None of this is rocket science and I think the key is that it's all been done and documented a million times on the Internet. At this point, Claude Code is at least as effective as junior developer.

Yes, I understand that this is a Faustian bargain.

jki275 · 6 months ago
FYI -- Windsurf, Cline, Cursor will all do this also, using Claude models if you set them up that way.
anonzzzies · 6 months ago
It gives us great productivity. If you write the tests yourself and insist it delivers 100% success without touching the tests themselves, just run them, it is very nice. We wrote a little bit of tooling around it so it instructs and loops until 100% succeed. Even for stuff that's complex enough for seniors to struggle (parsers/compilers), it delivers results after hours instead of days or weeks. But if you miss some tests you can all but guarantee that those things won't work even though an experienced human would automatically do that right as it is illogical for instance. But we would write tests like this for humans as well, so there is not much difference in our workflow; CC delivers faster and far far cheaper. And we tried it all, especially NOT having it integrated into an ide is brilliant. Before we used aider instead of cursor etc as we can control it: we don't want a human sitting there tapping 'yes, please do' or whatnot. We want it to finish, commit a PR and then review.
octo888 · 6 months ago
It's great at mocking up some HTML pages with eg Tailwind and static site generators. Give it some ideas, a bit of copy, a few colours and it'll create some pages filled with plausible sounding text. I can imagine using it in front of clients to give them an idea of what a new site could look like.

Easily adjusted with things like "the colour palette is a bit bright, use more pastels" or "make it more SEO friendly" and it often easily generates a large todo list/set of changes based on minimal input

My friend was mulling over a product concept and I used it to design a landing page and it helped her see how easily you can create a website to sell the product. It took ~15 minutes and I'm a web dev noob. (Obviously setting up a real ecommerce site is a little bit more work)

It makes sense it's good at HTML because of the huge body of public data available.

Deleted Comment

atlgator · 6 months ago
I've been very successful pointing it to a backlog of manual test cases, using Playwright MCP to execute the test cases against dev as a black box, and generating the corresponding Playwright scripts to add to our automated test repo.

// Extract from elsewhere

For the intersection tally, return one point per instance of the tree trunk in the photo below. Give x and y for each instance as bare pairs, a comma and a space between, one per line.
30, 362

I had hired an actual automated tester with years of experience to write playwright scripts for us. After 3 months he had not produced a single passing test. I managed to build the entire scaffolding myself in 2 weeks having no prior playwright experience.

memorylane · 6 months ago
I use CC in existing code bases to build out new GUI - VueJS/Quasar and it blows me away! For back end Rust code it excels at boilerplate crud handlers back to the db - it copies the style of existing code… I’ll happily pay for it if my boss does not, just work less hours…
datpuz · 6 months ago
The productivity gains decrease with user experience. A high-performing senior engineer won't get a lot, but I think they've reached a point now where even seniors will benefit a fair amount. For me it's not really that they increase my productivity directly, but they let me offload a lot of the cognitive load. I'm getting a similar amount of work done and I don't feel as drained at the end of the day.
aussieguy1234 · 6 months ago
Usually, I'll go through my coding like I would have pre-LLMs.

Then, when I see something that looks like it can be reliably automated by an AI agent, I'll open up Cline and put Claude or Gemini Flash to work. This has a 90% success rate so far and has saved me hours of work.